10. Agricultural Promotion Zone land is slow land
Agricultural Promotion Zone land is not bad land. It is slow land. It does not fit a plan based on buying fast, building fast, and changing use fast for quick income.
For people who actually farm, there are paths. Farm warehouses, agricultural facilities, crop processing and handling facilities, smart farms, and rural income facilities may be reviewed when they remain tied to agriculture. The path is narrow, paperwork-heavy, and sensitive to sequence.
If land use change is part of the plan, caution matters even more. Using converted farmland for another purpose within five years may require approval. Land category change usually follows completion of an approved conversion project. The project should carry the same story from first consultation to final use.
In one line, an Agricultural Promotion Zone is not land where development is always impossible. It is land that starts creaking as soon as the agricultural backbone is removed. Order comes before ambition here.
References
- Korean Law Information Center, Farmland Act, Article 28, Designation of Agricultural Promotion Areas, effective January 24, 2025.
- Korean Law Information Center, Farmland Act, Article 32, Restrictions on Acts in Use Zones, effective January 24, 2025.
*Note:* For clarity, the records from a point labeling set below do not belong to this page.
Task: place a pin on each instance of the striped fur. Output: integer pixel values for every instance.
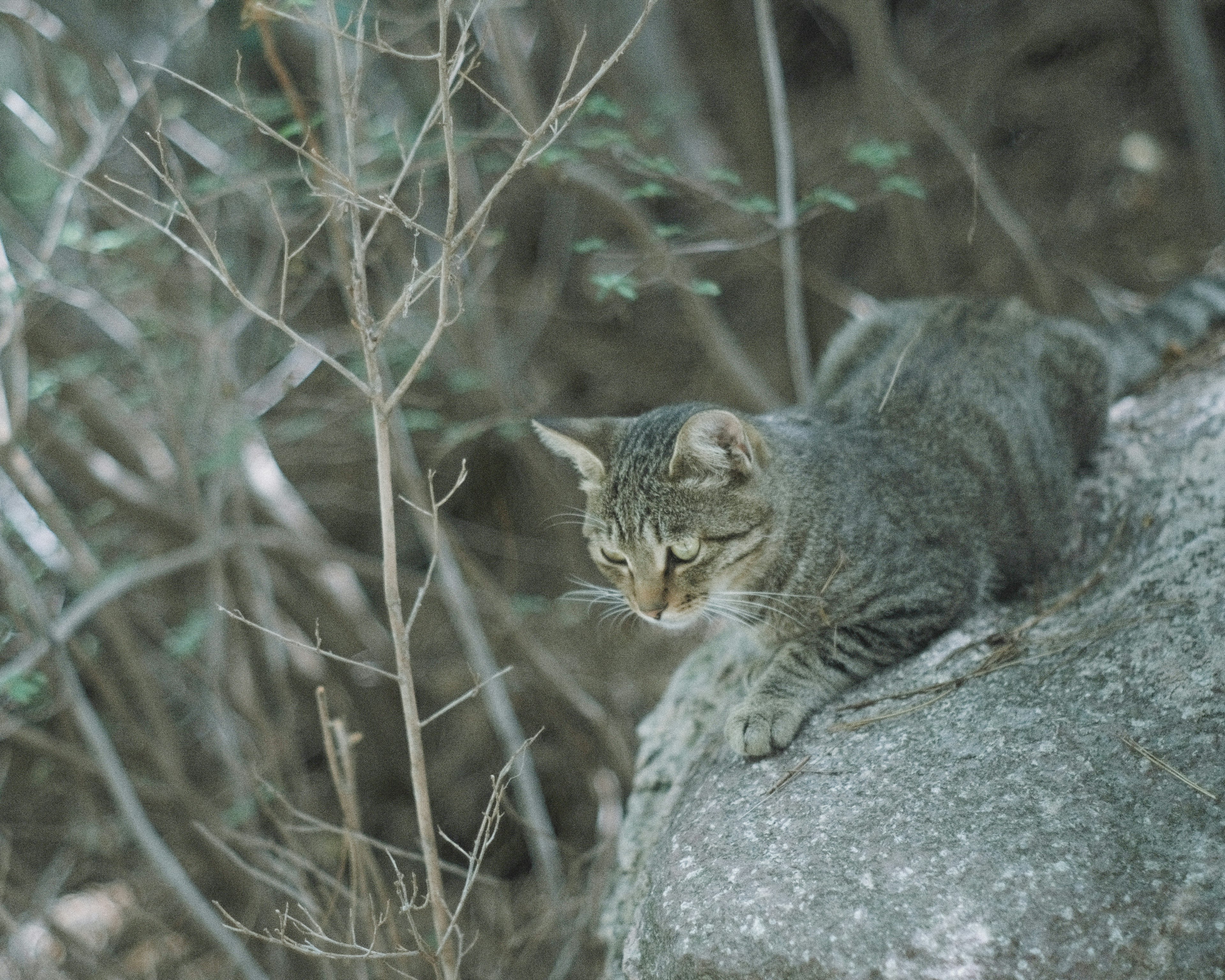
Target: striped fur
(934, 464)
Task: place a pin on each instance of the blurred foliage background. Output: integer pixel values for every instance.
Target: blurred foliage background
(635, 264)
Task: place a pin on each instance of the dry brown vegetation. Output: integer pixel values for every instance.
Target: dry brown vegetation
(228, 366)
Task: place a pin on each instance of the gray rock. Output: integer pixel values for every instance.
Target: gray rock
(1000, 828)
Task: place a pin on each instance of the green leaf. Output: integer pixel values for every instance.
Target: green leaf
(723, 176)
(826, 197)
(755, 205)
(109, 241)
(241, 812)
(878, 153)
(422, 419)
(184, 640)
(615, 282)
(601, 105)
(903, 185)
(26, 689)
(593, 244)
(650, 189)
(227, 455)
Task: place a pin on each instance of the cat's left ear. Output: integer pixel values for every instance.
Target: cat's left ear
(713, 446)
(586, 443)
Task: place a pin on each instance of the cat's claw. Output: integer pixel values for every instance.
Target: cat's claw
(759, 727)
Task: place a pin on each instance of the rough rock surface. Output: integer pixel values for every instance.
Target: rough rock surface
(1003, 830)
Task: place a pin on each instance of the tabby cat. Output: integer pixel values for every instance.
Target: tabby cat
(933, 465)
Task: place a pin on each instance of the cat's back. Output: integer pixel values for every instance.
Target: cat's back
(998, 405)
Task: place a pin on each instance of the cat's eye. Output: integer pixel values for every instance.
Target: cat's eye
(613, 557)
(687, 549)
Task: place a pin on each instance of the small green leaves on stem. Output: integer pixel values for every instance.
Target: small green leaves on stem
(650, 189)
(615, 282)
(903, 185)
(878, 153)
(601, 105)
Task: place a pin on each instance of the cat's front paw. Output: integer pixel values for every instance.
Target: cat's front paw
(760, 726)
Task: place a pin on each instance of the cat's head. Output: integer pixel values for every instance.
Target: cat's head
(678, 514)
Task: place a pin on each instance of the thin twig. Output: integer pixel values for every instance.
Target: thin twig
(462, 609)
(121, 786)
(994, 200)
(784, 190)
(1158, 761)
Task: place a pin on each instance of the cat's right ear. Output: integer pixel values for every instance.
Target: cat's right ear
(585, 443)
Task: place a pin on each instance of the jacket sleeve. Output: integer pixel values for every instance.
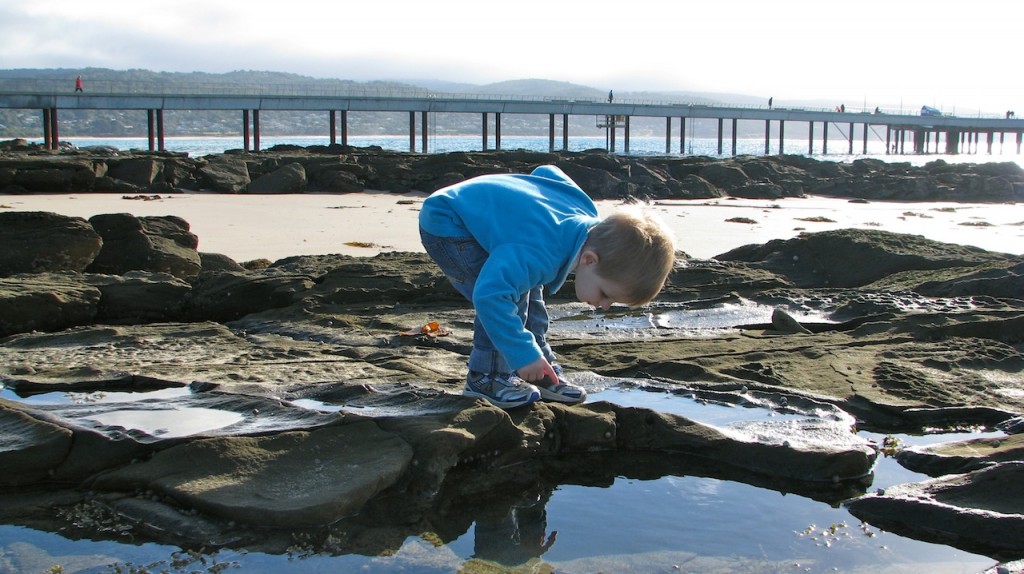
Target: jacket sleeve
(507, 276)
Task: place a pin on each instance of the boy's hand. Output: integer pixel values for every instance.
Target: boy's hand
(538, 370)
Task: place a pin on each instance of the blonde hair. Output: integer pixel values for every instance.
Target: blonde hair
(635, 250)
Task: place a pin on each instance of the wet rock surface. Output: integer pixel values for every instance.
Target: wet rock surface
(224, 404)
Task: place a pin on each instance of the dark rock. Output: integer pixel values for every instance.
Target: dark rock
(218, 262)
(698, 188)
(224, 296)
(962, 456)
(848, 258)
(289, 480)
(290, 178)
(223, 174)
(30, 448)
(139, 297)
(140, 172)
(40, 241)
(147, 244)
(726, 176)
(46, 302)
(979, 512)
- Korean Law Information Center, Farmland Act, Article 34, Farmland Conversion Permission and Consultation, effective January 24, 2025.
- Korean Law Information Center, Farmland Act, Article 40, Approval of Change of Use, effective January 24, 2025.
- Korean Law Information Center, Farmland Act, Article 41, Restriction on Land Category Change of Farmland, effective January 24, 2025.
- Korean Law Information Center, Enforcement Decree of the Farmland Act, Article 29, Acts Allowed in Agricultural Promotion Zones, effective March 24, 2026.
- Korean Law Information Center, Enforcement Decree of the Farmland Act, Article 59, Approval of Change of Use, effective March 24, 2026.